To say the introduction of the first Alberta Sovereignty within a United Canada Act resolution in the Alberta legislature Monday is performative is the understatement of the year, and the year is almost over.
The United Conservative Party government’s press release complains that breaking federal laws can come with criminal penalties, so the UCP caucus in the legislature (plus “Independent” Lacombe-Ponoka MLA Jennifer Johnson, no doubt) wants us to think it can make federal laws go away by waving a wand and muttering an incantation.
I suppose this is what happens when you elect people as premier who used to be associated with groups like the Canadian Taxpayers Federation (Jason Kenney) and the Fraser Institute (Danielle Smith).
Instead of policy, you get stunts.
Meaningful? Not very.
Will Ottawa respond? I wouldn’t be surprised if they don’t even acknowledge it. Why bother? They can deal with it when someone actually breaks the clean electricity regulations, whatever form they may take, nearly a dozen years down the line when Smith is unlikely to be the premier of Alberta anymore.
Pressed hard by reporter Dean Bennett of the Canadian Press at Monday morning’s oxymoronic “embargoed news conference,” a shouty Smith feigned anger at the feds, but then admitted it’s mostly for show.
Bennett: You don’t actually need the Sovereignty Act for any of this. What it does though is it actually draws more attention to it.
Bennett: But that’s not what the Sovereignty Act was supposed to be about.
Smith: What did you think the Sovereignty Act was supposed to be about? Of course it was!
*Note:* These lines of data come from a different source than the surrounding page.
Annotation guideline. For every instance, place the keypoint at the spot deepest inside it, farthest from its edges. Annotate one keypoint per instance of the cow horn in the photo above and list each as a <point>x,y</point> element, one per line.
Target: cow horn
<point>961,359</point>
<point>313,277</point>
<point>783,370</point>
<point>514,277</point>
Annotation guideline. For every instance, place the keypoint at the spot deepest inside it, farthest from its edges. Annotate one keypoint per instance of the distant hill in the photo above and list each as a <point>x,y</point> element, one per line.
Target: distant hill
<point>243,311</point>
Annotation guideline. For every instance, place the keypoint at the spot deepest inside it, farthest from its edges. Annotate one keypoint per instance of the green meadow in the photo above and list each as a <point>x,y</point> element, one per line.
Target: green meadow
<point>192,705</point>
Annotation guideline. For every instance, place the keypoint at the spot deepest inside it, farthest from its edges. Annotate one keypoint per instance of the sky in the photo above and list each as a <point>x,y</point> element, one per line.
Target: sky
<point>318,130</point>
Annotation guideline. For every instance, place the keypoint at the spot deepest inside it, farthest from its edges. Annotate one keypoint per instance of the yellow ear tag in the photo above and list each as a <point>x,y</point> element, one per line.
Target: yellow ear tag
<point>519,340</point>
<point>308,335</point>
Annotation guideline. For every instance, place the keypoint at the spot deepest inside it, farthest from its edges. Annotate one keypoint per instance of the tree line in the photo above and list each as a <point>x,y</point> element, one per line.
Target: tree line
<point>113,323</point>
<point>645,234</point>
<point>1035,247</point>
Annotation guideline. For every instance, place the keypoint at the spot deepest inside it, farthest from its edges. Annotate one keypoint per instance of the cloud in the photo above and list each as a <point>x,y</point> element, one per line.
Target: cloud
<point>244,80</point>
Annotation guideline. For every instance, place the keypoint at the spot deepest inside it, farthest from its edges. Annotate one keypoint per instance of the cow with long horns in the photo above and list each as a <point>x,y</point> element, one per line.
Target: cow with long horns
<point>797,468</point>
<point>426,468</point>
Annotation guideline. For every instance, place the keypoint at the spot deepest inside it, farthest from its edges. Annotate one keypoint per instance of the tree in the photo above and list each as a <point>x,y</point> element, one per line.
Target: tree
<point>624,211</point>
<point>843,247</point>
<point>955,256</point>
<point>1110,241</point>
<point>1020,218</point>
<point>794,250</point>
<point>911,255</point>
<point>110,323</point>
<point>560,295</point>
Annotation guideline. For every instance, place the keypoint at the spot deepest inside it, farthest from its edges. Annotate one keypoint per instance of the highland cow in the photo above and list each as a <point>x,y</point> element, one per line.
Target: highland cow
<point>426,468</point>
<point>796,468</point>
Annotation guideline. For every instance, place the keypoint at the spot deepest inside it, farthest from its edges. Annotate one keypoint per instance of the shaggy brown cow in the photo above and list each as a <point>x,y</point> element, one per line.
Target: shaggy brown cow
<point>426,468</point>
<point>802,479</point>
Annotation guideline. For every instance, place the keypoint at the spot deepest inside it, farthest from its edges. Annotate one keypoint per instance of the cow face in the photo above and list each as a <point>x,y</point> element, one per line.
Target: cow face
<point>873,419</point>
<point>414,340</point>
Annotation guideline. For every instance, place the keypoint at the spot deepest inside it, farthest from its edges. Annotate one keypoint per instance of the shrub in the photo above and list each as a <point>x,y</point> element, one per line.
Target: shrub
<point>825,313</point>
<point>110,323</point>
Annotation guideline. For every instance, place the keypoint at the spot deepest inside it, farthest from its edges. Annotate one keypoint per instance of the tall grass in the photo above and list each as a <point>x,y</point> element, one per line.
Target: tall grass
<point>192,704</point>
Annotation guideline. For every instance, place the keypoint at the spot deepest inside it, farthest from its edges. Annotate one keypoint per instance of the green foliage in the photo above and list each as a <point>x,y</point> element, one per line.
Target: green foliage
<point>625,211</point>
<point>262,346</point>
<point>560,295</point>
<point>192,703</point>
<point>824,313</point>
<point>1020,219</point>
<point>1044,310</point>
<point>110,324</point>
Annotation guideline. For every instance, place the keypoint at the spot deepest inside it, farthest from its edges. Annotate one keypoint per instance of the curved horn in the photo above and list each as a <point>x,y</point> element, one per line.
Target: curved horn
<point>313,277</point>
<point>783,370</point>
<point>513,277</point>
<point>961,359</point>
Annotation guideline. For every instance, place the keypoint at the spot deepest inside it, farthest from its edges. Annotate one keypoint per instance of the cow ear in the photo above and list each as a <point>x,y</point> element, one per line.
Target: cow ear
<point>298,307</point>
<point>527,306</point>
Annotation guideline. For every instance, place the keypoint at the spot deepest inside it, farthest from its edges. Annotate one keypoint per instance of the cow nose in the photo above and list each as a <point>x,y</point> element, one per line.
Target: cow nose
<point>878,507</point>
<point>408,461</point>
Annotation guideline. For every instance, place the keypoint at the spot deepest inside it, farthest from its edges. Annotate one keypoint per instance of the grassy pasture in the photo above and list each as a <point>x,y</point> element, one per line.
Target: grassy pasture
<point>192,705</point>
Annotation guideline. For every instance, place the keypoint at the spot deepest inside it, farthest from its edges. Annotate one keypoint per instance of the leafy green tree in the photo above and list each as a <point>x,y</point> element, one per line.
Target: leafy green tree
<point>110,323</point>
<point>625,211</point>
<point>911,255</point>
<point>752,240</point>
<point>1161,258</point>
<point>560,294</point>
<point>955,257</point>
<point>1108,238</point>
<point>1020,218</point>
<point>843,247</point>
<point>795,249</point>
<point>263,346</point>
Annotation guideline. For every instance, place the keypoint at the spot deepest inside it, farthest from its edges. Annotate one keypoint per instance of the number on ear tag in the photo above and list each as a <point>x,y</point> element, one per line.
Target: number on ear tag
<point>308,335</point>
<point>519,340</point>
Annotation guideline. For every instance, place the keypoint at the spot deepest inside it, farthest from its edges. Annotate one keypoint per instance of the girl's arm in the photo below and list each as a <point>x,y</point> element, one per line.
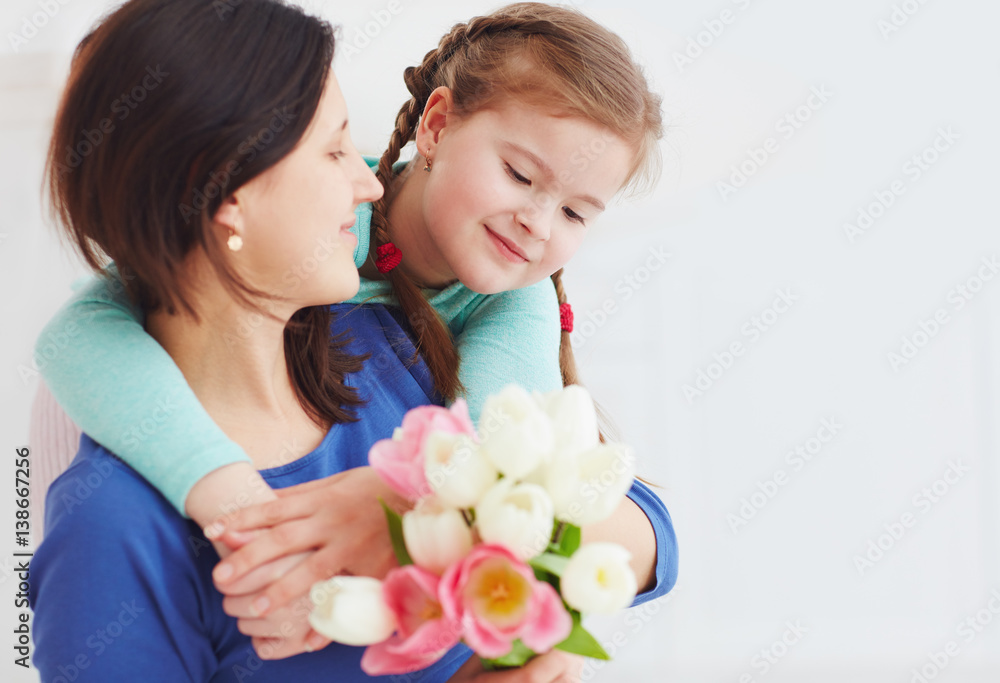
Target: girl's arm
<point>125,391</point>
<point>511,337</point>
<point>514,337</point>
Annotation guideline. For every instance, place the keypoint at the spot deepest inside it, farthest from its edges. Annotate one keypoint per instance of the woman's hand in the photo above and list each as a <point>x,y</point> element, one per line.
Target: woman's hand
<point>553,667</point>
<point>338,518</point>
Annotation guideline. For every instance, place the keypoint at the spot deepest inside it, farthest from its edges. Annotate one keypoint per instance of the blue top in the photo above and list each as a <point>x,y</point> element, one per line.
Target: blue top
<point>121,586</point>
<point>111,377</point>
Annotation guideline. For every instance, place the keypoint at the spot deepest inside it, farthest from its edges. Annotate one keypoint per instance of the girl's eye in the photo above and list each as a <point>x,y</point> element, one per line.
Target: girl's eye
<point>516,176</point>
<point>573,215</point>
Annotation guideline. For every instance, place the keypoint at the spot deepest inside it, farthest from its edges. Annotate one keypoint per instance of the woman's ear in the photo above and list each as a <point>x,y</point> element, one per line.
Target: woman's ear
<point>438,115</point>
<point>228,219</point>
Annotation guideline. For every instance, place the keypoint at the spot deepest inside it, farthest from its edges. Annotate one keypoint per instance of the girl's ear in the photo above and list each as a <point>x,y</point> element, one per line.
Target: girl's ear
<point>438,114</point>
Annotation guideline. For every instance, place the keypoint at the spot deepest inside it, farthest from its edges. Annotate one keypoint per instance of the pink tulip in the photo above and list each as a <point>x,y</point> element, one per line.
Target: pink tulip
<point>399,461</point>
<point>496,600</point>
<point>424,633</point>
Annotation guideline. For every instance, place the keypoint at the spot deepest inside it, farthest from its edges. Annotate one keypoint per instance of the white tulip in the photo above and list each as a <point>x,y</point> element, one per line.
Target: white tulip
<point>517,516</point>
<point>436,537</point>
<point>573,416</point>
<point>598,579</point>
<point>456,469</point>
<point>515,433</point>
<point>587,487</point>
<point>351,610</point>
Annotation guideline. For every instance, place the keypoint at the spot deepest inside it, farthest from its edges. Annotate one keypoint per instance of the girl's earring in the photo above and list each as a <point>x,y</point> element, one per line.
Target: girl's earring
<point>235,242</point>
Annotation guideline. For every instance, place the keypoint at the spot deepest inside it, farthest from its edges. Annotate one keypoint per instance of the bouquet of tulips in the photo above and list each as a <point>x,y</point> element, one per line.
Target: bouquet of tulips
<point>490,555</point>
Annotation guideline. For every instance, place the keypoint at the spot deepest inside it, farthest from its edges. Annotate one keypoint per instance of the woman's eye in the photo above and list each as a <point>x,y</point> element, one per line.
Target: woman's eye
<point>573,215</point>
<point>516,176</point>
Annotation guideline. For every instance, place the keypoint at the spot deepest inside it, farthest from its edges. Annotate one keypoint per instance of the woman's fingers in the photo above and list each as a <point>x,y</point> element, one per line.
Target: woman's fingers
<point>285,539</point>
<point>320,565</point>
<point>261,515</point>
<point>262,576</point>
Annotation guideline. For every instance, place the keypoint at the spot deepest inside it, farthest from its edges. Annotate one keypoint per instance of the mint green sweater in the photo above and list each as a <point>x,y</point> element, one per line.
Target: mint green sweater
<point>120,386</point>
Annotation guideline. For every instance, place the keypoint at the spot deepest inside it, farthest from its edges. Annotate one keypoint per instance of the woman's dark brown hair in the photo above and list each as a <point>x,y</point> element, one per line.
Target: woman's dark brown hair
<point>170,107</point>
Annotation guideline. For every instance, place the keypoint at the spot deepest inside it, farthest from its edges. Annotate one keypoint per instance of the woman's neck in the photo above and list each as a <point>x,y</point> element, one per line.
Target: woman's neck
<point>234,362</point>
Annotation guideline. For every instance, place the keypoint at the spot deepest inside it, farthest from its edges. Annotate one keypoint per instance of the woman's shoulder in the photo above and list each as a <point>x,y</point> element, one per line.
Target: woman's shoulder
<point>99,491</point>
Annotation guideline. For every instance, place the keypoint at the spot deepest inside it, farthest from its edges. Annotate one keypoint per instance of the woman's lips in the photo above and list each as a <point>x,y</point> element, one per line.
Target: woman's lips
<point>507,249</point>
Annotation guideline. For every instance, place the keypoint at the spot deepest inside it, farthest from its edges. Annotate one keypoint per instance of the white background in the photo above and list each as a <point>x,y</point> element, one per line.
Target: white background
<point>826,357</point>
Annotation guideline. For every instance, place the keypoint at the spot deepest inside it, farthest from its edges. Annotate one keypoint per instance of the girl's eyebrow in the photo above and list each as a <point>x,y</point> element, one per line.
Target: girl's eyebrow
<point>547,170</point>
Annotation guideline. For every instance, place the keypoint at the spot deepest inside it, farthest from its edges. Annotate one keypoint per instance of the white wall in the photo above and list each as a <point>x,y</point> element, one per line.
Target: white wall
<point>826,357</point>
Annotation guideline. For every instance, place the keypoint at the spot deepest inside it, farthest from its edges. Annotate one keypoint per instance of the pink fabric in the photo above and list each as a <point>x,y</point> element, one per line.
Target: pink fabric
<point>54,440</point>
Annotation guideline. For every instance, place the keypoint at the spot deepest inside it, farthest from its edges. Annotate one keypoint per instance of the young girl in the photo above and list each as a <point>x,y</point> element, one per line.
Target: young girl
<point>527,123</point>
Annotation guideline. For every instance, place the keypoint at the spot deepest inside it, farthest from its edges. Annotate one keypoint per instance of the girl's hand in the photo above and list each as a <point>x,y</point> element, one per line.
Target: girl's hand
<point>553,667</point>
<point>285,632</point>
<point>339,518</point>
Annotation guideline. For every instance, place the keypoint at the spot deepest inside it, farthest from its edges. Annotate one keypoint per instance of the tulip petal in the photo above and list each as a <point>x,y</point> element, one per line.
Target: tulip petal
<point>550,623</point>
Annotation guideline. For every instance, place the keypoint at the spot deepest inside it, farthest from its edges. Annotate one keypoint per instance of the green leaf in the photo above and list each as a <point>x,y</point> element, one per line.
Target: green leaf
<point>567,541</point>
<point>396,534</point>
<point>550,562</point>
<point>580,642</point>
<point>517,657</point>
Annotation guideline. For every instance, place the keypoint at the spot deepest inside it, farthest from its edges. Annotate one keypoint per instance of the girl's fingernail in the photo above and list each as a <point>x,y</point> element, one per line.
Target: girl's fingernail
<point>223,571</point>
<point>260,606</point>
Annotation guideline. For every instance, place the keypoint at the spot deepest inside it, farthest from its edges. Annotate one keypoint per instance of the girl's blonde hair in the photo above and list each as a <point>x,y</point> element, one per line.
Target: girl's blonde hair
<point>538,54</point>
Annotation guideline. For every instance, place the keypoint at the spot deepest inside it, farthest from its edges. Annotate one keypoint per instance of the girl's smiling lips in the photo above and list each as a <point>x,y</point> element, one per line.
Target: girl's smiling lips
<point>507,248</point>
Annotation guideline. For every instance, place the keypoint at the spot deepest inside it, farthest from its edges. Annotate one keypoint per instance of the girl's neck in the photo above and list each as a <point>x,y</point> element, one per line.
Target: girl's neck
<point>237,370</point>
<point>422,261</point>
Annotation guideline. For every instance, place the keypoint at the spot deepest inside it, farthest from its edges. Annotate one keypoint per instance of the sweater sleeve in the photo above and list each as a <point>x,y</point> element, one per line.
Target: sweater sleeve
<point>125,391</point>
<point>666,541</point>
<point>511,337</point>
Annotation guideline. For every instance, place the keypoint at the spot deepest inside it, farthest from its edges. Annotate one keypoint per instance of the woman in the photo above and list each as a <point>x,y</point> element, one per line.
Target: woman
<point>245,135</point>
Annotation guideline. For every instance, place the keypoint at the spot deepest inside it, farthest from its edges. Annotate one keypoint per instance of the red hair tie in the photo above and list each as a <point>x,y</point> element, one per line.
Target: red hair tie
<point>389,256</point>
<point>566,317</point>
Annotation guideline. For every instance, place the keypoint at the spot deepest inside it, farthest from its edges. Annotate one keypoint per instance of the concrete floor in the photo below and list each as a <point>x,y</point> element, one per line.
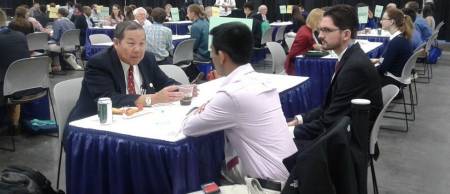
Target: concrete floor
<point>413,162</point>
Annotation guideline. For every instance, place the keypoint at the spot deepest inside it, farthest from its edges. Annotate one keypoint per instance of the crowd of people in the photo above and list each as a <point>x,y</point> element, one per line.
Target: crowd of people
<point>247,109</point>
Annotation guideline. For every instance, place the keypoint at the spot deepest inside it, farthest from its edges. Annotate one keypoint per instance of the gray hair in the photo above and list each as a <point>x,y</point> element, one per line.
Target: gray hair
<point>122,27</point>
<point>138,10</point>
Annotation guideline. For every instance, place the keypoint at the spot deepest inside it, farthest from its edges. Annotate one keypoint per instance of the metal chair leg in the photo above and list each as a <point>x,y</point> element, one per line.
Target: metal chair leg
<point>59,166</point>
<point>374,177</point>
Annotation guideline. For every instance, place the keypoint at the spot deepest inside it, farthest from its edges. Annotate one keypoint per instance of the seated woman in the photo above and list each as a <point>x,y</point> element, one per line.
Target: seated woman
<point>304,40</point>
<point>399,48</point>
<point>115,17</point>
<point>20,22</point>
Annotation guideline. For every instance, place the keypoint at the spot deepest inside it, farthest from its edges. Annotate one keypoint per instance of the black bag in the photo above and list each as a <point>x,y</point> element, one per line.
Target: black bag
<point>24,180</point>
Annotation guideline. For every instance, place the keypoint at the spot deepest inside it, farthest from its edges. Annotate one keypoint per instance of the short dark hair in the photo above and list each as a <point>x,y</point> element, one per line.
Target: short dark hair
<point>344,17</point>
<point>122,27</point>
<point>158,15</point>
<point>63,12</point>
<point>412,14</point>
<point>249,5</point>
<point>235,39</point>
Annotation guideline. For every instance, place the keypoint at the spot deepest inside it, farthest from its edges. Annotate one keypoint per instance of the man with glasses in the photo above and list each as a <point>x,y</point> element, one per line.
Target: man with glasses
<point>354,77</point>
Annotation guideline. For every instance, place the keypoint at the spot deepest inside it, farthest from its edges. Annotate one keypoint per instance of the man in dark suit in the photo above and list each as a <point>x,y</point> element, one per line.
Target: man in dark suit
<point>355,76</point>
<point>126,73</point>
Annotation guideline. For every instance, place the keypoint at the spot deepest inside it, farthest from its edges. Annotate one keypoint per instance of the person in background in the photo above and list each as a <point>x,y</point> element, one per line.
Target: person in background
<point>304,40</point>
<point>199,32</point>
<point>83,22</point>
<point>256,28</point>
<point>126,73</point>
<point>246,108</point>
<point>41,16</point>
<point>416,39</point>
<point>297,18</point>
<point>140,16</point>
<point>61,25</point>
<point>167,9</point>
<point>420,23</point>
<point>226,6</point>
<point>20,22</point>
<point>77,12</point>
<point>115,17</point>
<point>399,48</point>
<point>13,46</point>
<point>429,16</point>
<point>94,13</point>
<point>159,38</point>
<point>262,13</point>
<point>128,13</point>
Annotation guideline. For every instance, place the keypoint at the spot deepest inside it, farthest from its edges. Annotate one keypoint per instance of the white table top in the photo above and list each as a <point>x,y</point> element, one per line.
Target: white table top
<point>180,37</point>
<point>281,23</point>
<point>103,44</point>
<point>366,46</point>
<point>164,121</point>
<point>179,22</point>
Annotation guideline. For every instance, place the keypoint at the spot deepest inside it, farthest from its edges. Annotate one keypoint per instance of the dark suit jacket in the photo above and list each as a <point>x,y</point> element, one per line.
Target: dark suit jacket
<point>104,77</point>
<point>357,78</point>
<point>80,23</point>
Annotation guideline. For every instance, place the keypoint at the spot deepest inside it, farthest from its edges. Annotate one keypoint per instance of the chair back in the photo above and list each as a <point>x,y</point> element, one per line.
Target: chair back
<point>279,36</point>
<point>70,39</point>
<point>37,41</point>
<point>278,55</point>
<point>184,51</point>
<point>99,38</point>
<point>389,92</point>
<point>175,73</point>
<point>66,94</point>
<point>289,41</point>
<point>439,26</point>
<point>25,74</point>
<point>267,36</point>
<point>409,66</point>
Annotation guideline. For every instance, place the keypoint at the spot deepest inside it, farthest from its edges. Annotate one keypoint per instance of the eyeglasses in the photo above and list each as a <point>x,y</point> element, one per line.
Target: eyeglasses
<point>328,30</point>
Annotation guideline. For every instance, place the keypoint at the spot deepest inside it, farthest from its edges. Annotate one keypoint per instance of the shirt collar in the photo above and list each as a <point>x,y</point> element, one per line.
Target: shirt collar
<point>237,73</point>
<point>394,35</point>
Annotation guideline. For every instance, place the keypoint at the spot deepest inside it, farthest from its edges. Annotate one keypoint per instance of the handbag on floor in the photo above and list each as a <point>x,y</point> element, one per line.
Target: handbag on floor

I’ll tell you one thing. Utilities Minister Nathan Neudorf and Environment Minister Rebecca Schulz — both reasonably sensible people who have lent their names to this gong show — have ruined their reputations. I’d be shocked if anyone ever takes either of them seriously again.
They’re both going the way of energy minister and twice-failed UCP leadership candidate Brian Jean, who at least has enough money to move to one of his houses in a country where nobody knows his name the minute he decides to re-retire.
It might have been my imagination, but both ministers looked a trifle bilious at the news conference, as if wishing they could think of a way to leave the room in a hurry.
Smith’s UCP Government plans to do some very bad things, like hijacking Albertans’ Canada Pension Plan savings and privatizing great swaths of public health care. But this announcement is more like the chaff you dump out of an airplane to confuse the enemy’s radar.
The only interesting thing yesterday was the proposed new Crown corporation the government has proposed to do its lawbreaking for it — possibly in part because electricity generation corporations have told it to forget about them breaking any federal laws. If it goes ahead, the Crown corporation would take responsibility for some power generation.
University of Calgary economics professor Blake Shaffer wondered on X if “the Alberta government’s plan to get around currently draft regulations that if legislated won’t bind for another 12 years is to destroy private sector investor confidence by pitching a Crown corp to nationalize the sector’s assets?”
Or, as Alberta Federation of Labour president Gil McGowan observed, this “sounds completely out of character… unless companies like ATCO actually WANT to be bought out by the government. Do they want to cash out before the global energy transition gets real?”
This makes some sense. The new Crown corporation could subsidize the fossil fuel industry as the rest of the world invests more heavily in renewables, gas supplies grow and prices accordingly plunge. As the Breakdown put it on social media: “Dani will make sure that natural gas has a perpetual market in Alberta at all costs.”
This topic certainly preoccupied the rather feisty reporters who showed up for the news conference, which makes it interesting to listen to if you can stand the premier’s strident gaslighting about the need to keep using gas to keep the lights on.